The Restitution of Land Rights Amendment Bill was passed by the Rural Development and Land Reform Portfolio Committee yesterday, 5 February, after what seemed like rushed deliberations.
The bill seeks to amend the Restitution of Land Rights Act of 1994 by extending the date for lodging a claim for restitution to 31 December 2018. It also seeks to further regulate the appointment, tenure of office, remuneration and the terms and conditions of service of judges of the Land Claims Court; to make further provision for the advertisement of claims; to create certain offences; to extend the Minister’s powers of delegation; and to provide for matters connected therewith.
According to the Act of 1994 the previous cut-off date for claims was no later than 31 December 1998. The Act also excluded those whose land was dispossessed before 1913.
As one of the bills being given top priority in Parliament, the committee held public hearings in Gugulethu to hear what the people had to say about land claims. On 28 January, community members representing their families, the Khoi San community and the Ndabeni people told the committee members how long they had been displaced, how long they have been waiting to have their claims processed, and the lack of information around land claim processing. One of the biggest issues was how claims that predated 1913 would be accommodated in the new bill.
Amongst their pleas, there was also a concern from many that land claims that had been lodged by the 1998 deadline, were still outstanding. They questioned how government would be able to re-open claims when it could not finalise existing ones. Claimants blamed maladministration and fraud by government officials as the key reasons that they did not fully trust what officials were promising them. (See full report here)
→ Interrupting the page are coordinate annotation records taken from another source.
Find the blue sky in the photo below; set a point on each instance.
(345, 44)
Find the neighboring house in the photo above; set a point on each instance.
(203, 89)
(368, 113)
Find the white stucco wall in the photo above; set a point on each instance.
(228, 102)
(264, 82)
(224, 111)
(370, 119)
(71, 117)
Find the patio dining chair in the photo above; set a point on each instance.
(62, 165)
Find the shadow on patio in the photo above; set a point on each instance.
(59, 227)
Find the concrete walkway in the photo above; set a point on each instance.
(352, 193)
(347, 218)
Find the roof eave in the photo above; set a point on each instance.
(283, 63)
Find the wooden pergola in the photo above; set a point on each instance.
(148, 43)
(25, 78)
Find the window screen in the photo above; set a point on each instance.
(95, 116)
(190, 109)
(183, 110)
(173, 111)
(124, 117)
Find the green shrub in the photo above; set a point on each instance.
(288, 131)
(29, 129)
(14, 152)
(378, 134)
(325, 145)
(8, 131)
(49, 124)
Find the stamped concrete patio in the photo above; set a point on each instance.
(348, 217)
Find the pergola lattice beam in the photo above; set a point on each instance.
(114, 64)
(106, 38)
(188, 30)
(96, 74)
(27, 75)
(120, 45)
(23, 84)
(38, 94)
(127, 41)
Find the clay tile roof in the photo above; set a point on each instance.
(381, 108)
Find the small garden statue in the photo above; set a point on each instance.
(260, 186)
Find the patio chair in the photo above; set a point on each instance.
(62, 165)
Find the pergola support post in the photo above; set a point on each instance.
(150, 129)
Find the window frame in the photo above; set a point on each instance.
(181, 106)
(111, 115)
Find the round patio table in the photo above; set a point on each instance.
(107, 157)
The Deputy Chief Land Claims Commissioner from the Commission on Restitution of Land Rights, Mr Thami Mdontswa noted that the biggest issue outlined at the hearing was that of maladministration by government officials. He also admitted that due to the pressure of the job, there was a big turnover of employees, and once they left, the information on claims sometimes left with them. Mdontswa assured the speakers that the bill would allow those that missed the 1998 deadline to claim when the process opens.
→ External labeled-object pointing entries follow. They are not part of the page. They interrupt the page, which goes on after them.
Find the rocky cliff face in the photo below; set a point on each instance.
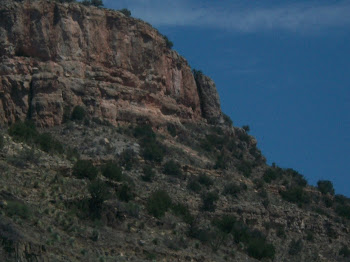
(56, 56)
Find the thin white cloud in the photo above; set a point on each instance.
(301, 17)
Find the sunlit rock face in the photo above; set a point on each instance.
(56, 56)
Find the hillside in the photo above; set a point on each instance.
(113, 149)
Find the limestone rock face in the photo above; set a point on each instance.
(55, 56)
(209, 97)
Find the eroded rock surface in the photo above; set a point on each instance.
(56, 56)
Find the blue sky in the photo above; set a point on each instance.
(282, 67)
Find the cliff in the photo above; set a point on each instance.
(56, 56)
(153, 171)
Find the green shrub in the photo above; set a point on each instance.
(78, 113)
(99, 193)
(271, 174)
(168, 43)
(205, 180)
(15, 208)
(128, 159)
(182, 211)
(124, 193)
(144, 132)
(256, 243)
(325, 187)
(344, 251)
(148, 174)
(228, 120)
(171, 129)
(97, 3)
(232, 189)
(126, 12)
(221, 162)
(158, 203)
(246, 128)
(2, 141)
(297, 178)
(343, 211)
(194, 185)
(172, 168)
(296, 194)
(23, 131)
(85, 169)
(49, 144)
(226, 223)
(245, 167)
(209, 201)
(112, 171)
(258, 248)
(295, 247)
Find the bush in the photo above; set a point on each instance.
(99, 193)
(296, 194)
(209, 201)
(168, 43)
(256, 243)
(295, 247)
(226, 223)
(78, 113)
(23, 131)
(97, 3)
(172, 168)
(15, 208)
(245, 168)
(158, 203)
(205, 180)
(153, 151)
(144, 132)
(148, 174)
(112, 171)
(228, 120)
(344, 251)
(246, 128)
(271, 174)
(221, 161)
(343, 211)
(232, 189)
(126, 12)
(85, 169)
(194, 185)
(325, 187)
(49, 144)
(182, 211)
(258, 248)
(128, 159)
(124, 193)
(297, 178)
(2, 141)
(171, 129)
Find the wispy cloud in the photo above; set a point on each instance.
(299, 17)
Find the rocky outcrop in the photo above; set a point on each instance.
(55, 56)
(209, 98)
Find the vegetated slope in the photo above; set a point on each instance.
(159, 176)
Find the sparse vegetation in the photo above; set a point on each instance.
(158, 203)
(209, 200)
(325, 187)
(148, 174)
(99, 193)
(112, 171)
(85, 169)
(125, 12)
(172, 168)
(78, 113)
(296, 194)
At a meeting held on 3 February in parliament, the committee suggested that one of the pleas made by the public – to prioritise claims lodged before 1998 – should be expressed in the bill. The department explained that clause 6(2)(d) of the Restitution Act already made provisions for certain categories of persons to be prioritised, such as claims that affected a substantial number of persons or persons who had suffered substantial losses as a result of disposition or persons with particular pressing needs. Claimants who lodged claims before 1998 would be accommodated in this clause.
One area of controversy surrounding the bill was the impression that the bill was motivated and timed as an election ploy. This would explain the efforts to push the bill through. However, Chairperson of the committee, Honourable Jerry Thibedi stated that it would be “irresponsible” for the Fourth Parliament to rise without having concluded the process in view of all that had already been done, and that when the processing of the bill started in 2009, the original intention was that it would be passed in 2013. (See full report here)
The Committee met yesterday, 5 February, to adopt the bill. Members noted that a register of claims had to be kept by every claims office. They also expressed concern as to whether there was enough money to finance the bill. A regulatory impact assessment has estimated that 379 000 new claims could be lodged. The committee will hold another meeting with National Treasury to sensitise members to the budget of the bill.